On 17-11-01 14:07:28, Joonas Lahtinen wrote:
On Mon, 2017-10-30 at 10:48 -0700, Rodrigo Vivi wrote:
On Mon, Oct 30, 2017 at 01:00:51PM +0000, David Weinehall wrote:
> On Fri, Oct 27, 2017 at 01:57:09PM -0700, Daniele Ceraolo Spurio wrote:
> >
> >
> > On 26/10/17 03:32, Chris Wilson wrote:
> > > It has been many years since the last confirmed sighting (and fix) of an
> > > RC6 related bug (usually a system hang). Remove the parameter to stop
> > > users from setting dangerous values, as they often set it during triage
> > > and end up disabling the entire runtime pm instead (the option is not a
> > > fine scalpel!).
> > >
> > > Furthermore, it allows users to set known dangerous values which were
> > > intended for testing and not for production use. For testing, we can
> > > always patch in the required setting without having to expose ourselves
> > > to random abuse.
> > >
> > > v2: Fixup NEEDS_WaRsDisableCoarsePowerGating fumble, and document the
> > > lack of ilk support better.
> > > v3: Clear intel_info->rc6p if we don't support rc6 itself.
> > >
> > > Signed-off-by: Chris Wilson <chris@xxxxxxxxxxxxxxxxxx>
> > > Cc: Rodrigo Vivi <rodrigo.vivi@xxxxxxxxx>
> > > Cc: Joonas Lahtinen <joonas.lahtinen@xxxxxxxxxxxxxxx>
> > > Cc: Jani Nikula <jani.nikula@xxxxxxxxx>
> > > Cc: Imre Deak <imre.deak@xxxxxxxxx>
> > > Cc: Daniel Vetter <daniel.vetter@xxxxxxxx>
> > > Acked-by: Daniel Vetter <daniel.vetter@xxxxxxxx>
> > > ---
> >
> > I think that for execution/debug on early silicon we might still want the
> > ability to turn features like RC6 off. Maybe we can add a debug kconfig to
> > force info->has_rc6 = 0? Not a blocker to this patch but worth considering
> > IMO.
>
> Most of the BIOSes I've seen on our RVPs have had an option to disable
> RC6.
BIOS option don't block our code to run and set some MMIOs.

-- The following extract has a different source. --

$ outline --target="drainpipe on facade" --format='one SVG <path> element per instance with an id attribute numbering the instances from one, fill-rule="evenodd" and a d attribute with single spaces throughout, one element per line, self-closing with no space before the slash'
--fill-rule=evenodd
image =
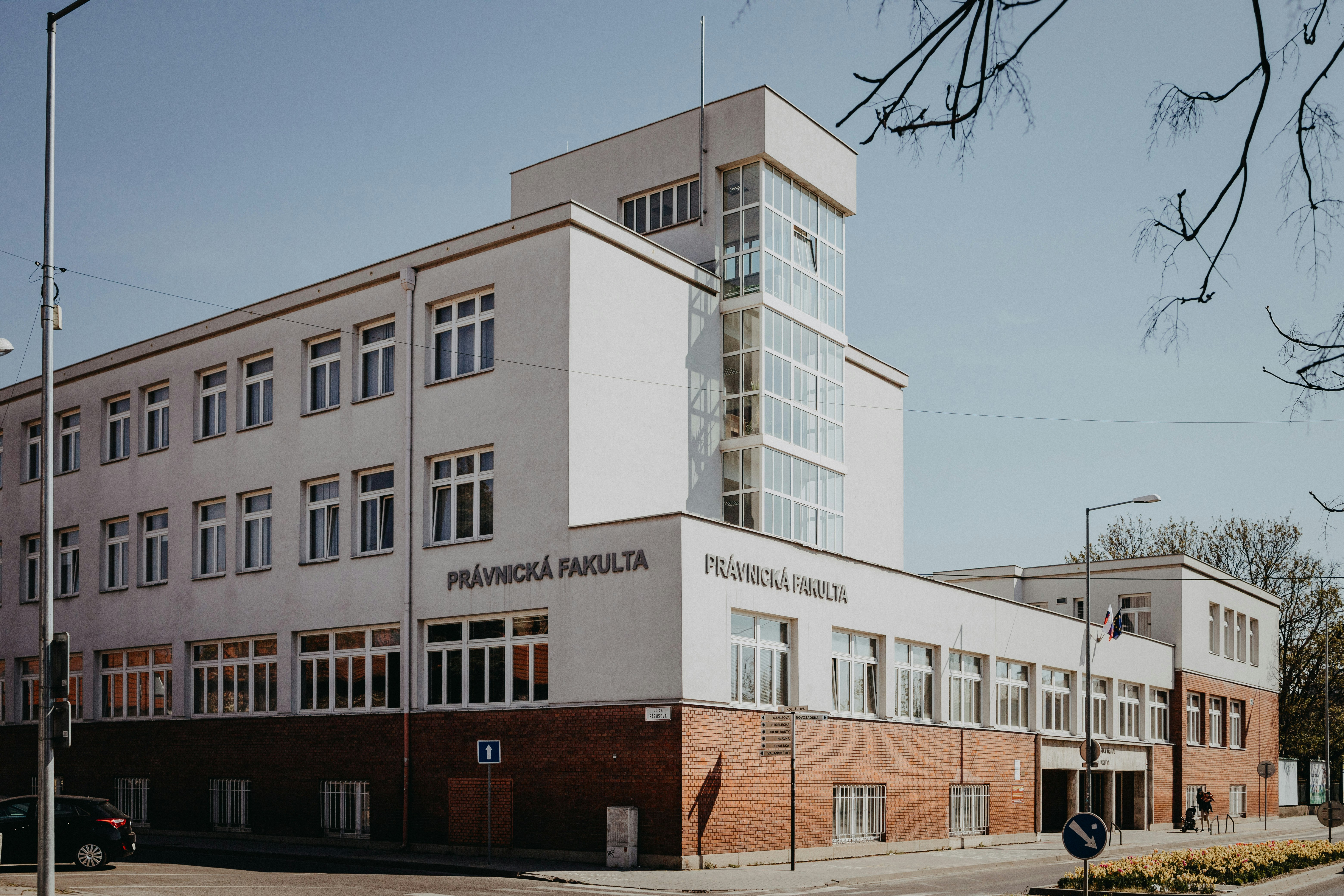
<path id="1" fill-rule="evenodd" d="M 411 629 L 411 563 L 415 552 L 411 544 L 415 537 L 414 506 L 415 506 L 415 467 L 413 455 L 414 442 L 414 403 L 415 388 L 415 269 L 402 269 L 402 289 L 406 292 L 406 462 L 402 469 L 402 480 L 406 482 L 406 497 L 402 498 L 406 514 L 406 582 L 402 596 L 402 849 L 410 849 L 410 815 L 411 815 L 411 700 L 415 677 L 411 674 L 411 662 L 415 656 L 415 633 Z"/>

Not sure how the GPU will behave on such cases.
I like the idea of removing some and keeping the parameters clean.
But there are few ones like RC6 and disable_power_wells that are very
useful on platform enabling and also when assisting others to debug issues.
For instance right now that we fixed RC6 on CNL someone told that
he believe seeing more hangs, so I immediately asked to boot with
i915.enable_rc6=0 to double check. It is easier and straighforward
to direct them to the unsafe param than to ask them to compile the code
with different options or to use some BIOS options that we are not sure.
Also on bug triage some options like this are helpful.
Also BIOS and compile are saved flags. So if you need to do a quick test
you have to save it, and then unsave later. Parameters are very convinient
for 1 boot only check.
It's convenient for sure, but the unsafe module parameters seems to be
finding their way into way too many HOWTOs, and from there to some
"productized" use-cases. Chris states that setting .enable_rc6=0 to
solving an issue on publicly shipping products has been some years ago,
so I don't see a need for carrying this.
We shouldn't allow the convenience of not having to change one line and
recompile kernel during development to affect the end-users who are
Googling how to get the best performance out of their hardware (I could
mention some distro here).
This seems the like the best option as I don't think introducing kernel
parameters that only exists on debug builds would be too convenient
either. It'd maybe just add more confusion.
Regards, Joonas
I believe the ability to disable RC6 is valuable not just for debugging
purposes. Folks with very latency sensitive workloads are often willing to
forego power savings. The real problem I see is that we don't test without rc6
in our setup, which indeed makes it unsafe. As such, I see the other option here
going back to the ability to toggle rc6 after load (either module parameter, or
make it sysfs), and actually run some subset of our workloads with RC6. I
suspect people will poop on that suggestion, but I figured I'd mention.